JASON HALSTEAD, QMI Agency

, Last Updated: 11:58 PM ET

A former hockey player who says he was driven from the game by coach Graham James hopes new charges and the notoriety sparked by news of his pardon will finally force the convicted sex-offender to take responsibility for his crimes.

Winnipegger Paul Buchanan, 45, who played for James as a teenager in the early 1980s with the junior-A Winnipeg South Blues and said he was singled out as one of the coach’s “favourites”, was interviewed by Winnipeg police in January after ex-NHLer Theoren Fleury went ahead with charges against James.

“I made a statement in support of Theoren,” said Buchanan, adding he was not sexually abused by James and is not pursuing charges.

“I think he should be convicted again,” Buchanan said of James. “I don’t like the idea he can hide out in Montreal or in Spain and pretend he’s a nice guy and just misunderstood. He’s ... mean, unpredictable ... he’s not a nice guy.”

James, 58, who also coached the WHL’s Moose Jaw Warriors and Swift Current Broncos and more recently coached in Spain, pleaded guilty to sexual assaulting two of his players, including ex-NHLer Sheldon Kennedy, between 1984 and 1995 and was sentenced to 3.5 years in prison in 1997. James was pardoned by the National Parole Board in early 2007.

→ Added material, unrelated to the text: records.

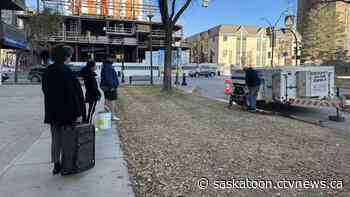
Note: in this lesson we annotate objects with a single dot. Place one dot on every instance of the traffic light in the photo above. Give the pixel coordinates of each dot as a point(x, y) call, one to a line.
point(205, 3)
point(273, 39)
point(295, 51)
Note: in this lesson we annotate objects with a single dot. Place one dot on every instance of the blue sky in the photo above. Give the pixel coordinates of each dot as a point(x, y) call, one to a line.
point(244, 12)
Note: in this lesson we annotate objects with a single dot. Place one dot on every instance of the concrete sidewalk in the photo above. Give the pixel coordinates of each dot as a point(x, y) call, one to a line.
point(29, 175)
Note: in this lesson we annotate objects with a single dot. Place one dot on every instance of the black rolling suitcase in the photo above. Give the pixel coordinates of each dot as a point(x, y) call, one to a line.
point(78, 149)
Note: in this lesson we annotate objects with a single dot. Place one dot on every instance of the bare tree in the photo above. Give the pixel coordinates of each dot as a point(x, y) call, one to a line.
point(170, 15)
point(40, 28)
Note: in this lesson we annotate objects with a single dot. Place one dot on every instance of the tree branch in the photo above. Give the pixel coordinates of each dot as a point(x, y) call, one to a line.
point(173, 9)
point(163, 8)
point(181, 11)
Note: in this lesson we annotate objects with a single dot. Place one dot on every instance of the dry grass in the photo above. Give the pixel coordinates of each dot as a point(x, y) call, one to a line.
point(172, 140)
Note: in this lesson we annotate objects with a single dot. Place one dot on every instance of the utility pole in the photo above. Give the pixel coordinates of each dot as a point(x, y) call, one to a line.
point(150, 46)
point(37, 6)
point(150, 16)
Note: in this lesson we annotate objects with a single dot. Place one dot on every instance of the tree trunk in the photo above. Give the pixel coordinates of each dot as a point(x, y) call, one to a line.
point(167, 59)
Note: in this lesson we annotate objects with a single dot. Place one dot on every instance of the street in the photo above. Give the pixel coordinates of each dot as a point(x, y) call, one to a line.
point(214, 88)
point(21, 120)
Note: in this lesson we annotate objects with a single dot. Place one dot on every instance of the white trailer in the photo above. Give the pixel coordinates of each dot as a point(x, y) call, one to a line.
point(312, 86)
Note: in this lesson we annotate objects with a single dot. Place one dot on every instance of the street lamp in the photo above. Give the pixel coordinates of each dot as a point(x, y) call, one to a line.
point(271, 31)
point(123, 59)
point(177, 66)
point(296, 42)
point(150, 16)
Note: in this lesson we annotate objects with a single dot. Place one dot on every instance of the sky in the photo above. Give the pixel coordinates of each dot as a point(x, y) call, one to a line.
point(239, 12)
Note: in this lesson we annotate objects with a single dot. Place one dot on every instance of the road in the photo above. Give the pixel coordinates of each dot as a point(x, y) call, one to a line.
point(21, 120)
point(213, 88)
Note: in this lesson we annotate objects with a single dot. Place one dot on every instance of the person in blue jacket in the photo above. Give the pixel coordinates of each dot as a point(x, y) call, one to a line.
point(92, 94)
point(109, 84)
point(253, 82)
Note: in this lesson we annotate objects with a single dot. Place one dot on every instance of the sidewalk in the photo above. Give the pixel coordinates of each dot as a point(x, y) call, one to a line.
point(29, 175)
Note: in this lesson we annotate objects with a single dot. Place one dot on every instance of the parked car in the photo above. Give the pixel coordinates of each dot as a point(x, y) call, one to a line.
point(36, 72)
point(4, 77)
point(206, 70)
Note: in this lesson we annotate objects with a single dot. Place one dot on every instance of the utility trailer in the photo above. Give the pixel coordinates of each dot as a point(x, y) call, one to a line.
point(309, 86)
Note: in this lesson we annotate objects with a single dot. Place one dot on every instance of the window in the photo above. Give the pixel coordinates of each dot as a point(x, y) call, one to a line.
point(238, 51)
point(224, 53)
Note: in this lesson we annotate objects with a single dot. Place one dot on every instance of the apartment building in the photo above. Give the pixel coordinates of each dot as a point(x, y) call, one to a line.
point(95, 28)
point(11, 37)
point(237, 45)
point(330, 24)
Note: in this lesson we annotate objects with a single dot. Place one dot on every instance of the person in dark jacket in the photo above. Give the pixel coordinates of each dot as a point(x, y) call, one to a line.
point(109, 84)
point(92, 94)
point(63, 97)
point(253, 82)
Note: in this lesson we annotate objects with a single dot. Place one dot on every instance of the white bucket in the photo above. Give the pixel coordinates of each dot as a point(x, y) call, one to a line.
point(104, 120)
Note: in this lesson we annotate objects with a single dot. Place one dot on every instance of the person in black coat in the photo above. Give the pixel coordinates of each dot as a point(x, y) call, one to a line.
point(63, 97)
point(253, 82)
point(92, 94)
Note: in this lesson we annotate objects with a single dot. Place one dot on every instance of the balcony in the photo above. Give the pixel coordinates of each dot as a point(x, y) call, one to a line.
point(12, 5)
point(161, 33)
point(119, 30)
point(12, 37)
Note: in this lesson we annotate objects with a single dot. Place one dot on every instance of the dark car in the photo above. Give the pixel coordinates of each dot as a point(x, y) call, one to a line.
point(207, 70)
point(36, 72)
point(4, 77)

Buchanan said when he played for James, the coach would regularly watch players shower in the dressing room with no other adults present and took him and other younger players on overnight trips.

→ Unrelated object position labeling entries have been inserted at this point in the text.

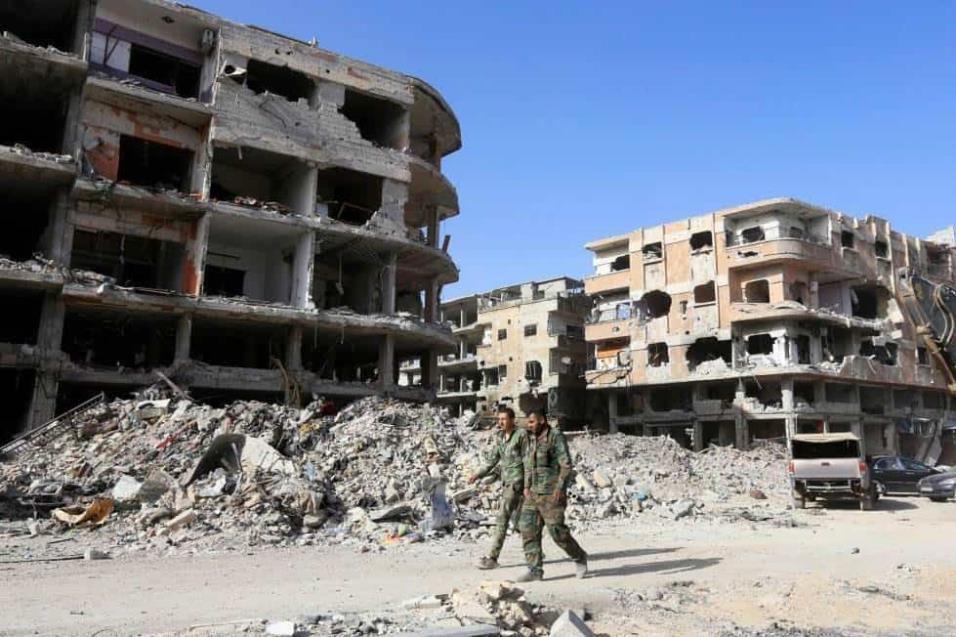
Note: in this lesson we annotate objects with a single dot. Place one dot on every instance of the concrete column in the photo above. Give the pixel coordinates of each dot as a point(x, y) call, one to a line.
point(293, 351)
point(386, 362)
point(302, 271)
point(612, 412)
point(433, 225)
point(184, 334)
point(389, 274)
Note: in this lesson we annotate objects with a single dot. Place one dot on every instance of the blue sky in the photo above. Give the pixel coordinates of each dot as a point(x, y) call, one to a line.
point(586, 119)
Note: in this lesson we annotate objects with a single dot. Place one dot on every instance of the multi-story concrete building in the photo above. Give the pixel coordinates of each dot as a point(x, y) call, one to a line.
point(250, 214)
point(520, 346)
point(764, 320)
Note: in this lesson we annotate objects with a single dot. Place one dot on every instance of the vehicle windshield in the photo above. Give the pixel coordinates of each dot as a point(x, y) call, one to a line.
point(835, 449)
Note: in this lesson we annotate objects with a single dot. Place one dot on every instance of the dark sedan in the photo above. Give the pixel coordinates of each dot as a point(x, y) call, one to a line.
point(896, 474)
point(939, 487)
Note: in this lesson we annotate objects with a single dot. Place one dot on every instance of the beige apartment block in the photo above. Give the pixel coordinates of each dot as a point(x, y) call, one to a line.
point(519, 346)
point(765, 320)
point(249, 214)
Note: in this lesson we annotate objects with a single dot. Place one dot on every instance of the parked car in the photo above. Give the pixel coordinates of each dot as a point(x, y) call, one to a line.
point(830, 467)
point(896, 474)
point(939, 487)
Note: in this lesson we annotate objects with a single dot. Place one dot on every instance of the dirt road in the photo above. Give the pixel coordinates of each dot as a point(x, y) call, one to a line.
point(891, 571)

“He was really more interested in hanging out with us at the pool, who were 15 or 16, than with a bunch of 20-year-olds who had played two or three years in the WHL,” Buchanan said.

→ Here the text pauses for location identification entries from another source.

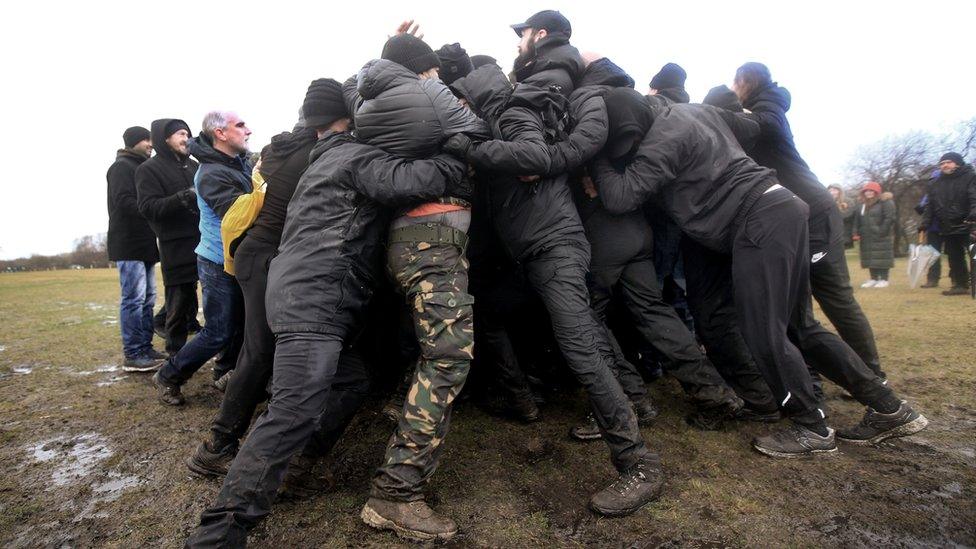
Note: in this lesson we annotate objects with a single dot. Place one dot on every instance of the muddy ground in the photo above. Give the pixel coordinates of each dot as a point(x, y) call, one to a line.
point(89, 458)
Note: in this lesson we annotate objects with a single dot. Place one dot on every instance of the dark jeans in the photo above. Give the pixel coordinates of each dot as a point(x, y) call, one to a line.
point(830, 283)
point(181, 308)
point(656, 322)
point(138, 282)
point(306, 366)
point(708, 276)
point(558, 275)
point(934, 239)
point(223, 313)
point(956, 246)
point(771, 280)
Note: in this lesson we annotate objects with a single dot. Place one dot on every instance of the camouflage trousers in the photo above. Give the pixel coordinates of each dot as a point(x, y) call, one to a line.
point(434, 279)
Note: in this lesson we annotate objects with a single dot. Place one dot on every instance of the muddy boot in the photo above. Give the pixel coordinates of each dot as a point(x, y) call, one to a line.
point(413, 520)
point(167, 393)
point(588, 430)
point(632, 490)
point(644, 410)
point(208, 462)
point(301, 482)
point(876, 426)
point(794, 442)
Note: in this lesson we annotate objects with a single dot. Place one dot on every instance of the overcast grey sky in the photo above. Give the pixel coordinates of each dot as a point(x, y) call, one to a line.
point(77, 74)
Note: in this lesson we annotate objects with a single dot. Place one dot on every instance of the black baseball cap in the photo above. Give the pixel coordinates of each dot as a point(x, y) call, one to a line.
point(551, 20)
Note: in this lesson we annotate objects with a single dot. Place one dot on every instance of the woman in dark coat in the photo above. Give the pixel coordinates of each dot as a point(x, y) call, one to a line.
point(873, 224)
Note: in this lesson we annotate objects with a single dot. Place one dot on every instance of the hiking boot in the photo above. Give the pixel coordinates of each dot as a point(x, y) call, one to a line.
point(168, 393)
point(956, 291)
point(301, 482)
point(221, 382)
point(632, 490)
point(588, 430)
point(876, 426)
point(208, 462)
point(413, 520)
point(142, 364)
point(795, 441)
point(644, 410)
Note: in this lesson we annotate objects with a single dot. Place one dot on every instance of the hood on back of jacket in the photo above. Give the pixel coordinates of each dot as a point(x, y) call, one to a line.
point(158, 130)
point(486, 89)
point(556, 63)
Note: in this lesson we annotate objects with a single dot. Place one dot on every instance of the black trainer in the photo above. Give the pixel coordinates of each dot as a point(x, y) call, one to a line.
point(208, 462)
point(632, 490)
point(794, 442)
point(875, 426)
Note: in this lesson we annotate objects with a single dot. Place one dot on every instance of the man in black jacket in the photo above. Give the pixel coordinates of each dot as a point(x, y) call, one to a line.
point(167, 199)
point(132, 246)
point(952, 203)
point(830, 280)
point(688, 160)
point(318, 286)
point(538, 223)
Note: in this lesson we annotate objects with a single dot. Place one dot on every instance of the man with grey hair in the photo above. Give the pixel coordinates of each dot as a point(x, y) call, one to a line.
point(223, 177)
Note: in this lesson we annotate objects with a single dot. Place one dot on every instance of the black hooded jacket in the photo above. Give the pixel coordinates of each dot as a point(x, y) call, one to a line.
point(691, 165)
point(281, 166)
point(332, 245)
point(527, 217)
point(164, 185)
point(952, 201)
point(129, 236)
point(775, 149)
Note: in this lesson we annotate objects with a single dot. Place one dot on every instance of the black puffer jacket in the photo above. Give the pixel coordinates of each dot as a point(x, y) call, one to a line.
point(164, 185)
point(129, 236)
point(526, 216)
point(282, 166)
point(406, 116)
point(952, 201)
point(332, 246)
point(691, 165)
point(775, 149)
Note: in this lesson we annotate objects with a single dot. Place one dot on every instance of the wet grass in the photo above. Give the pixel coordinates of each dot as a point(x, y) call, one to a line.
point(507, 485)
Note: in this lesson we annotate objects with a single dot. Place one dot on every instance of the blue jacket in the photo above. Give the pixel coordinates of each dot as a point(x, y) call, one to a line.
point(220, 180)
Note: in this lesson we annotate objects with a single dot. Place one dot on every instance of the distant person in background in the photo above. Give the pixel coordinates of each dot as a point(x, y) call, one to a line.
point(846, 211)
point(132, 246)
point(873, 226)
point(167, 199)
point(952, 203)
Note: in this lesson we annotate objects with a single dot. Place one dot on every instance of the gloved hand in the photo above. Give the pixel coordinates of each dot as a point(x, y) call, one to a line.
point(457, 145)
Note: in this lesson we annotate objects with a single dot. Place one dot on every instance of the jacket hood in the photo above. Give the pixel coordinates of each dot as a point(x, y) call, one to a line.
point(157, 129)
point(380, 75)
point(486, 89)
point(772, 93)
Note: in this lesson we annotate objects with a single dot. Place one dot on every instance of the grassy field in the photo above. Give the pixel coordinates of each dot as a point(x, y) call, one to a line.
point(89, 458)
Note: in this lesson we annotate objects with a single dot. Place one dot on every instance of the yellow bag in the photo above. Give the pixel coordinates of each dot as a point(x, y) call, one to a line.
point(239, 218)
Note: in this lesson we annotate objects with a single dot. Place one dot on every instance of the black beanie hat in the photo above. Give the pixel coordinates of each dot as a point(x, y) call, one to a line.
point(174, 126)
point(723, 98)
point(630, 118)
point(953, 157)
point(132, 136)
point(455, 63)
point(323, 104)
point(411, 52)
point(670, 76)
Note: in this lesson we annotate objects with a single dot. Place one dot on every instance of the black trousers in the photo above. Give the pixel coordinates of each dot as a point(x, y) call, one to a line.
point(708, 279)
point(558, 275)
point(181, 306)
point(830, 283)
point(306, 368)
point(956, 246)
point(657, 322)
point(771, 281)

Buchanan said he believes James still thinks he’s done nothing wrong.

“You could see it in his eyes that he was, in his demented mind, in love with you,” he said. “He thought it was normal and he still thinks it’s normal.”

Buchanan, now a computer engineer, said he constantly turned away James’s aggressive approaches and endured the coach’s anger and open directions to have teammates violently target him in practice.

“I felt defeated and helpless,” Buchanan said. “I tried to tell people and they told me it was all in my head.”

Another unidentified accuser, who may have played minor hockey for James in Winnipeg in the 1970s, has also come forward and is said to be considering pursuing charges. If convicted, James’s pardon could be stripped.

“Until he comes out and apologizes for what he did instead of saying ‘one day you’ll understand I loved you’, he doesn’t deserve a pardon,” Buchanan said. “I want him to be honest and admit he’s got a problem and that he needs therapy.”